Anti-vaxx sentiment declining as fears of overwhelming NHS sway public opinion

Anti-vaxx sentiment is declining, Government data shows, as celebrity endorsement of Covid-19 vaccines and fears of overwhelming the NHS sway public opinion. 

The Office for National Statistics (ONS) published its weekly survey covering the social impacts of coronavirus on people in Great Britain on Friday. 

The data, covering the period from December 22 to January 3, found that there has been an increase in those likely or highly likely to have a vaccine, with 85 per cent of people reporting so, compared to 78 per cent over the period 10 to 13 December 2020. (Below: an anti-vaccination protest in London in September)

Responding to the data, Professor Jim McManus, vice president of the Association of Directors of Public Health said that there are multiple reasons – including celebrity endorsement and rising hospital admissions – as to why anti-vaxx sentiment is declining among the UK population. 

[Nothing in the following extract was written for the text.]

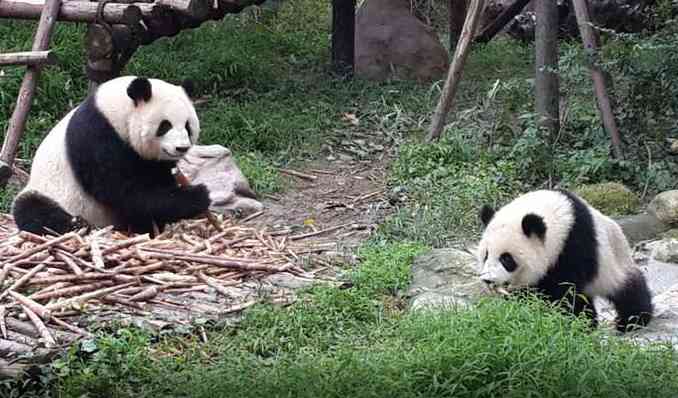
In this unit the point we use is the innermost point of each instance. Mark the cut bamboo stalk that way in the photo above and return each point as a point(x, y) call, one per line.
point(37, 308)
point(42, 329)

“The public worry surrounding Covid-19, especially the increasing hospital admissions, has actually started to impact people’s views – that’s what the social research is saying. 

“Many more people are taking it much more seriously. The herd immunity theorists have been proven to be wrong and people are realising that most of the anti-vaxx stuff going on has been around before with previous vaccines and isn’t based on science.

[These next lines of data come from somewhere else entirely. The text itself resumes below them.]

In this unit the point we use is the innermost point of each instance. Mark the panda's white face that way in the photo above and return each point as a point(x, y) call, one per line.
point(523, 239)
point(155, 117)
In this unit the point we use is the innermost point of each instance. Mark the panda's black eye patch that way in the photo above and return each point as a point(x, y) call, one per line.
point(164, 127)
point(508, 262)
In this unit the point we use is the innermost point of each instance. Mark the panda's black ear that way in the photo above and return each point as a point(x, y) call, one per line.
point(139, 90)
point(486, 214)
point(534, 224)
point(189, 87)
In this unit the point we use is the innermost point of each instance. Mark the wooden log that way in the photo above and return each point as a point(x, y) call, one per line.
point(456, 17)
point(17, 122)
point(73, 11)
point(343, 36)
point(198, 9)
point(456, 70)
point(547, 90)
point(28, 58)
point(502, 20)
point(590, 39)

“Furthermore, when people are seeing more and more people get the vaccine that they can identify with who are in the ‘vulnerable’ category – especially celebrities – it will have had an impact.”

High-profile figures such as the chef and television presenter, Prue Leith CBE, 80, and the actor, Sir Ian McKellen, 81, have posted pictures of themselves receiving the vaccine on social media in a bid to encourage others to follow suit. 

Following the first coronavirus vaccine being given in the UK on December 8, Covid-19 vaccination is now being provided in hospitals and GP surgeries to those most at risk. 

Regarding attitudes to vaccines and mass testing, the ONS found that there has been a gradual increase in the percentage of adults that reported they would be either very likely or fairly likely to have the Covid-19 vaccine if offered. 

Over Christmas and New Year more than eight in 10 (85 per cent) adults reported they would be either very likely or fairly likely to have the vaccine; a slight increase from the week before (82 per cent over the period 16 to 20 December 2020), and an increase from 78 per cent over the period 10 to 13 December 2020.

Over Christmas and New Year, a further seven per cent of adults reported that they are very or fairly unlikely to have it, if offered. 

Among those, the most commonly reported reasons why not were: feeling worried about the side effects (51 per cent), feeling worried about the long-term effects on their health (51 per cent), and wanting to wait to see how well the vaccine works (47 per cent). 

These are similar reasons reported compared with the previous two data collection periods, covering 10 to 13 December and 16 to 20 December.

The ONS also found that compliance with most measures to stop the spread of the coronavirus remained high, with 90 per cent reporting always or often handwashing after returning home, 97 per cent using a face covering, and 89 per cent avoiding physical contact when outside their home.